ABSTRACT Long non-coding RNA (lncRNA) is one potential target for the treatment of various disorders. Here, we explored the role of Abhd11os in ischemia/reperfusion-induced myocardial injury, and preliminarily explored the regulatory mechanisms. Relative Abhd11os expression level was examined by qRT-PCR. Western blot was done to measure the expression of apoptotic-related proteins. CCK-8 assay and flow cytometry were performed to detect cell viability and apoptosis, respectively. ELISA assay was used to ensure the levels of LDH, CK, and cTnI in serum. Besides, the infarct sizes were confirmed by TTC and Evans blue staining. Apoptotic rate of cardiomyocytes in myocardial tissues was evaluated by TUNEL assay. Here, increased Abhd11os expression was found in rat myocardial ischemia/reperfusion injury (MIRI) model and hypoxia/reoxygenation (H/R)-treated cardiomyocytes.
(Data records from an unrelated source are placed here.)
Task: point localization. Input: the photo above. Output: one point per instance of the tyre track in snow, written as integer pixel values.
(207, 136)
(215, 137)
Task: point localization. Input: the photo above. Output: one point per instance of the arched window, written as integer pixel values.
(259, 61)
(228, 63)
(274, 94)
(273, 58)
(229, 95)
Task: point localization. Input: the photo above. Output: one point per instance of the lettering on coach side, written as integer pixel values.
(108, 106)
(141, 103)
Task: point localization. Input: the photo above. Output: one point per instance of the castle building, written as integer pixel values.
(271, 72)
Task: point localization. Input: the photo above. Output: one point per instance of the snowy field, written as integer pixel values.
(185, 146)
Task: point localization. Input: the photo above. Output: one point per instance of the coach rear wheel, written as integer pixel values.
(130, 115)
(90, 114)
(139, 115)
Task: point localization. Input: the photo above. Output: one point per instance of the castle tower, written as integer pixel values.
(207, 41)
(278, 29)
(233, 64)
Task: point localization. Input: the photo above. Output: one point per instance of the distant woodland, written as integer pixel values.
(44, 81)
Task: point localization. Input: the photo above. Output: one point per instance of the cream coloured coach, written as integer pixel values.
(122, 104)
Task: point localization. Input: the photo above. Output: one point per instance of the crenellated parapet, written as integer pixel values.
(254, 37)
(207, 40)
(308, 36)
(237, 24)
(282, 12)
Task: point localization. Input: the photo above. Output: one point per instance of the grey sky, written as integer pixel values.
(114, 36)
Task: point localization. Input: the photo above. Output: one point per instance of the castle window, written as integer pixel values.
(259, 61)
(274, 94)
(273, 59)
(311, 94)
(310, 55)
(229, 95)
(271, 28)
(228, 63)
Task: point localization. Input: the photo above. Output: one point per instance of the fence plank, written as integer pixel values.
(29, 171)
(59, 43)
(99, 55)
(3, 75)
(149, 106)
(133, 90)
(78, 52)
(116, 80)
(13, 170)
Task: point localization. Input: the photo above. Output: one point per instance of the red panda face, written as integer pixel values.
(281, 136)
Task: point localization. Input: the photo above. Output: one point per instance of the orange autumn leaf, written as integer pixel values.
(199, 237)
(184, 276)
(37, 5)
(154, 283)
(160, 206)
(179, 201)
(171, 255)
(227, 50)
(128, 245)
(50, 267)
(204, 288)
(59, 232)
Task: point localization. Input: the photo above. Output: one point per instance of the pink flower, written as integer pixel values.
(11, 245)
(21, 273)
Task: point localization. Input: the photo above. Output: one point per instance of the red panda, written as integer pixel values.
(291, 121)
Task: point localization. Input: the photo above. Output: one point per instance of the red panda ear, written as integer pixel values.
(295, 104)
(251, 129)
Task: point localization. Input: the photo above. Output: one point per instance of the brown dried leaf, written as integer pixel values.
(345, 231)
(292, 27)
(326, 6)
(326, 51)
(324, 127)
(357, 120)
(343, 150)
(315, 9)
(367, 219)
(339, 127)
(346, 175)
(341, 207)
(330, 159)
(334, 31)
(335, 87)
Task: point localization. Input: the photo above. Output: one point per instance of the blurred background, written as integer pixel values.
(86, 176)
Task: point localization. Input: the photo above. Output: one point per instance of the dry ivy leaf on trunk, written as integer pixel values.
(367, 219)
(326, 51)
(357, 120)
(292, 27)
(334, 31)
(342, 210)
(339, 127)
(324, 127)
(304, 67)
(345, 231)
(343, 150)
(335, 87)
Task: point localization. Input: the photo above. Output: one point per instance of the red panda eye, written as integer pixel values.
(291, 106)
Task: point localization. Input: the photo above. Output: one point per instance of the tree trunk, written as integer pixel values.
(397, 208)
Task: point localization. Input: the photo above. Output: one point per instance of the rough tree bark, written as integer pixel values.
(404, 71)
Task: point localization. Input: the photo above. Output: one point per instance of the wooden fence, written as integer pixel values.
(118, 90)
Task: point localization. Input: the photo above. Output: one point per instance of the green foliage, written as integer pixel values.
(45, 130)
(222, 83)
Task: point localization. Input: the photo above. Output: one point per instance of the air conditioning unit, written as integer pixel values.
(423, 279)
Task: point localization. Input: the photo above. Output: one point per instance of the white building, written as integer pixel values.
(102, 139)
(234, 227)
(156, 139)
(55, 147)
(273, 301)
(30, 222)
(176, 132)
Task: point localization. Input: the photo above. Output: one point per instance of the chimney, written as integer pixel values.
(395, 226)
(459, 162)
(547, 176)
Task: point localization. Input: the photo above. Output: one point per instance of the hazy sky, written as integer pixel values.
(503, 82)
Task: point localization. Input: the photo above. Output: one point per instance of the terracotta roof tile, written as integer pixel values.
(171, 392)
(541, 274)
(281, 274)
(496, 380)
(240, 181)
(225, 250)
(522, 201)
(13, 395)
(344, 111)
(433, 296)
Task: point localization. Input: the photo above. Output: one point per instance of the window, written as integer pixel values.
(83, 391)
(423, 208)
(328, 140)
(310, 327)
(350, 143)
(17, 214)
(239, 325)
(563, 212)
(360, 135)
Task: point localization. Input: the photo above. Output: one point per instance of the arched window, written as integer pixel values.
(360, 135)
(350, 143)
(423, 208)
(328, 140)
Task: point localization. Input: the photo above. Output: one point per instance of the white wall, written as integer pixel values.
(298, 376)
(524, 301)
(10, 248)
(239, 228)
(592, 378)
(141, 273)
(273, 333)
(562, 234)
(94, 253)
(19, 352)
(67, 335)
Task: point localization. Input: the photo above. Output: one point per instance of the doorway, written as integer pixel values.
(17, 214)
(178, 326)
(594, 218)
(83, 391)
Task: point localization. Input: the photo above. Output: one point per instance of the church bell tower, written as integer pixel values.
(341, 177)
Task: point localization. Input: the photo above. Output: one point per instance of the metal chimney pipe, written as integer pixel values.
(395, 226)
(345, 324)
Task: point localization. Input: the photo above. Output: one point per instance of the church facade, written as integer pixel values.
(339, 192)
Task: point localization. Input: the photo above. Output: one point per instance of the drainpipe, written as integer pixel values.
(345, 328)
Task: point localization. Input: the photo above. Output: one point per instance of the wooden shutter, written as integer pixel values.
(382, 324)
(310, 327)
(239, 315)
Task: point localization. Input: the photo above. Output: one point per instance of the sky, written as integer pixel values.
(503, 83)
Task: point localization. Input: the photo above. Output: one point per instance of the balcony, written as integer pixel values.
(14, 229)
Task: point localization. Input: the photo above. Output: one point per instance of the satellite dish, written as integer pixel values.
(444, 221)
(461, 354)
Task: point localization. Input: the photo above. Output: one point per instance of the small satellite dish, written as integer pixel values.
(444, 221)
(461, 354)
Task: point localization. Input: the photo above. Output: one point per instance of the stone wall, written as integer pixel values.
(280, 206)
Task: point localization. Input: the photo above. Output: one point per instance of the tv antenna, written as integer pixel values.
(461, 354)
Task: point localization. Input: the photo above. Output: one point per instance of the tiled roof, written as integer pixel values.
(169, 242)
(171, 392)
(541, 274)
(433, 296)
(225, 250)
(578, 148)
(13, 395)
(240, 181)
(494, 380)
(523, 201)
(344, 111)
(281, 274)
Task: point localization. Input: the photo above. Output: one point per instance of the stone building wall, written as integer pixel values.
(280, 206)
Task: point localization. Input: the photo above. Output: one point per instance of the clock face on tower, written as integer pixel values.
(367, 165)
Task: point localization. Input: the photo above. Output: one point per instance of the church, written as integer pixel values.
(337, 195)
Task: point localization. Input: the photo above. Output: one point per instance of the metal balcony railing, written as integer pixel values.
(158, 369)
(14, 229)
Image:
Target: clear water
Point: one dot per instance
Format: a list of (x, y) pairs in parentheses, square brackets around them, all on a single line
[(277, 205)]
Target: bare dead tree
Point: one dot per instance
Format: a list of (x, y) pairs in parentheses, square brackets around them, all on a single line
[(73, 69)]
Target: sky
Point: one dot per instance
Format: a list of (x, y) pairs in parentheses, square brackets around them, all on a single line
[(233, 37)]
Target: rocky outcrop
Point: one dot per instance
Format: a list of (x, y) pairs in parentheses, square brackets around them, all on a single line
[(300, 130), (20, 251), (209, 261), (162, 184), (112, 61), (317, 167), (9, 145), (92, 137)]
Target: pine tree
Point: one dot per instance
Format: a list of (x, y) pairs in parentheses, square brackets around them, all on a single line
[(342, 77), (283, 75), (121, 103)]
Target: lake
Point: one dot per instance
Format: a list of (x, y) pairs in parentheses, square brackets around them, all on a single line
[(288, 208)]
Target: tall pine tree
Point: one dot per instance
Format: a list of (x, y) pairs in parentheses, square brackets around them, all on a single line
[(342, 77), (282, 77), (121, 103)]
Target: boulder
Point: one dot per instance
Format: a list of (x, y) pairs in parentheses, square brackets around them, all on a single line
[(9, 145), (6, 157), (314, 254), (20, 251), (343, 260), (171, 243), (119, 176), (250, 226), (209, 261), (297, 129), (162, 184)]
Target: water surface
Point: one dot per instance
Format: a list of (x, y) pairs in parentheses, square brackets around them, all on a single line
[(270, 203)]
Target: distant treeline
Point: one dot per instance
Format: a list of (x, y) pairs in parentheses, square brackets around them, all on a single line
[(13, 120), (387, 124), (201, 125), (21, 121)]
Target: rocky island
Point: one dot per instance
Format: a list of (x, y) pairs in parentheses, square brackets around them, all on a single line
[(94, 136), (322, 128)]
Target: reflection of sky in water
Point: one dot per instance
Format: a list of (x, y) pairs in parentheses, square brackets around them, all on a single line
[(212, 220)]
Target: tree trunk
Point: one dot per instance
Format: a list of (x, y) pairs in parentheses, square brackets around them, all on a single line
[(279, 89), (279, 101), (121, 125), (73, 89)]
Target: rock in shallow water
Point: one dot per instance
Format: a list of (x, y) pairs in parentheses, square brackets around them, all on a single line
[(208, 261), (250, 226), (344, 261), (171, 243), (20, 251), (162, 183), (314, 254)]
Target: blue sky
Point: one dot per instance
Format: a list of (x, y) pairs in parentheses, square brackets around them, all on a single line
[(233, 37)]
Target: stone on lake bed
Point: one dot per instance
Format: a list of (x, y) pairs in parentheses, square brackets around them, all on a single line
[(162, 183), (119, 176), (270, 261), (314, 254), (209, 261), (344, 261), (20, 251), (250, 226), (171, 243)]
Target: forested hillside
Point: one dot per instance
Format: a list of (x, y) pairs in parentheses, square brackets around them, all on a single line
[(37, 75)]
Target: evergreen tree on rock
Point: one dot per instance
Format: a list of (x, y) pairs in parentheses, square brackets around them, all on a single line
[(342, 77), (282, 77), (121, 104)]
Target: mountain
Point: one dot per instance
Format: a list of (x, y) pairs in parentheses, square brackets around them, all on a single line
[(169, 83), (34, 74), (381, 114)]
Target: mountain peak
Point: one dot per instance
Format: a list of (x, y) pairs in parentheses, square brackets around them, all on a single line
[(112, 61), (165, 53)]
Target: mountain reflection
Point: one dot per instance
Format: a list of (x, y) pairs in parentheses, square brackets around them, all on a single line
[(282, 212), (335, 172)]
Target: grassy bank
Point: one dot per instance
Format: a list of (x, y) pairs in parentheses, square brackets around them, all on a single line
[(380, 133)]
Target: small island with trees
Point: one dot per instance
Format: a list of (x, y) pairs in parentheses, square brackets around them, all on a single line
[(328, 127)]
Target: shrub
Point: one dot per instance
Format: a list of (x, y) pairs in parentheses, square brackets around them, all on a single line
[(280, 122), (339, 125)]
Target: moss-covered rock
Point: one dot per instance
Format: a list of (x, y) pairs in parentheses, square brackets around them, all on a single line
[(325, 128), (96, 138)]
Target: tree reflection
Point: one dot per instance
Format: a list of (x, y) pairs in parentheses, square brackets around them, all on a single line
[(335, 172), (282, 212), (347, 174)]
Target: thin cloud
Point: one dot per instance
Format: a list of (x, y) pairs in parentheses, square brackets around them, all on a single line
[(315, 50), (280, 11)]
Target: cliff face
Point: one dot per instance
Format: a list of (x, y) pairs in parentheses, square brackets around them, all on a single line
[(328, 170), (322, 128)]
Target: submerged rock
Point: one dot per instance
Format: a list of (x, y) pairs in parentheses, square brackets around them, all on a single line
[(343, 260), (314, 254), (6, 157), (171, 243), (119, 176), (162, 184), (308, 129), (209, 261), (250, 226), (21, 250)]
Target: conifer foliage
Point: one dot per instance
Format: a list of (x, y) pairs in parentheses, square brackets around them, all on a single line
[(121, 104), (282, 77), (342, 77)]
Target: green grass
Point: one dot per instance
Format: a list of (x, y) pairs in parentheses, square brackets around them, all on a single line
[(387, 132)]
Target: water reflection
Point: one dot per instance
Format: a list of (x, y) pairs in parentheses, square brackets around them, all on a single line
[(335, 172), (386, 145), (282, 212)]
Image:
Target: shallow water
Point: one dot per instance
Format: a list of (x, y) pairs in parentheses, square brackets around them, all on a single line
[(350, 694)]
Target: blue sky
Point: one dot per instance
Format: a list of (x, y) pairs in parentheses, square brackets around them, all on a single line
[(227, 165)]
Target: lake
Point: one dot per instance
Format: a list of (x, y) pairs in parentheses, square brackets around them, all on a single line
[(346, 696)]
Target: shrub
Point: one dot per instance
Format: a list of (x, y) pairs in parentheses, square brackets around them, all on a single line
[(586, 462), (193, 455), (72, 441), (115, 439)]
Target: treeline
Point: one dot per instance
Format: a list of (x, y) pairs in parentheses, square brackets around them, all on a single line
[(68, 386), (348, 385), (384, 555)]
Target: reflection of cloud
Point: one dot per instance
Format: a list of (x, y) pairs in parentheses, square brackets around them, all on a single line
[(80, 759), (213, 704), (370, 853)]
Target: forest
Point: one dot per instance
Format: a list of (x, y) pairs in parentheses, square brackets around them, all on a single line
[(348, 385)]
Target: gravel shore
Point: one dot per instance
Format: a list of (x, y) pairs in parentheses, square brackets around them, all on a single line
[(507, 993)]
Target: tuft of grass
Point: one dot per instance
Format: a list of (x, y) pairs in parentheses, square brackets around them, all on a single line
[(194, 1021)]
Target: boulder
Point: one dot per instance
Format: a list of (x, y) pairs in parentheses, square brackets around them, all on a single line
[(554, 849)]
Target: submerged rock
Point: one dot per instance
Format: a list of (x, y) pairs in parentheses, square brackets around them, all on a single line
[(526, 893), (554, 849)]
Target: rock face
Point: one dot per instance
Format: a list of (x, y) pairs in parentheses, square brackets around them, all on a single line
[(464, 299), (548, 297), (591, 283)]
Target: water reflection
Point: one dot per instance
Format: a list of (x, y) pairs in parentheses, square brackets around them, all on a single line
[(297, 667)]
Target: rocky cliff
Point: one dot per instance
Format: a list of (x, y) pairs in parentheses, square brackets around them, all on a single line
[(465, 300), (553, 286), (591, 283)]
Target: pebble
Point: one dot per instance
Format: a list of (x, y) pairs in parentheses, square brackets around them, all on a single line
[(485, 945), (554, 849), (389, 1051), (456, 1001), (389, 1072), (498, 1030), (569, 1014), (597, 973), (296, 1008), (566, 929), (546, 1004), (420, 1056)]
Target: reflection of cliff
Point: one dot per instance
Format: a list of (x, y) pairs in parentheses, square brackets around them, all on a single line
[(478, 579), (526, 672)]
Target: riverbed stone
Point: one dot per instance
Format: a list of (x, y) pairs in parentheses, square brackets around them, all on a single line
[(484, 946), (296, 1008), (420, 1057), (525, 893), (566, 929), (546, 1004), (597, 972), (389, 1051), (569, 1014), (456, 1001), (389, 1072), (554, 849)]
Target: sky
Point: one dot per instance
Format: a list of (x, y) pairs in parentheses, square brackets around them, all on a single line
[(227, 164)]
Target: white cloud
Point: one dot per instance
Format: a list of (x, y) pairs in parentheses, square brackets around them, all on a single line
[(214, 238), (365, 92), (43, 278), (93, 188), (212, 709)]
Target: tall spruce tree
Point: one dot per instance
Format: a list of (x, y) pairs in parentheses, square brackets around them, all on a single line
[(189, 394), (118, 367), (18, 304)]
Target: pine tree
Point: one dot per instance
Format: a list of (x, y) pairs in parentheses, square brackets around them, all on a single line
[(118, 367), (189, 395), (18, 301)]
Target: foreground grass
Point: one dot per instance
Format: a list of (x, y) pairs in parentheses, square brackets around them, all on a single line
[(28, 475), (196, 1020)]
Subsequently, our data in vitro showed that upregulation of Abhd11os inhibited proliferation of cardiomyocytes, but promoted cell apoptosis. In animal experiments, myocardial infarct size in MIRI rats was reduced by Abhd11os knockdown. Moreover, downregulation of Abhd11os inhibited apoptosis of cardiomyocytes. Overall, our results revealed that knockdown of Abhd11os could notably attenuate H/R-induced myocardial injury through suppressing apoptosis of cardiomyocytes. These data suggest that Abhd11os may be a potential target for MIRI therapy.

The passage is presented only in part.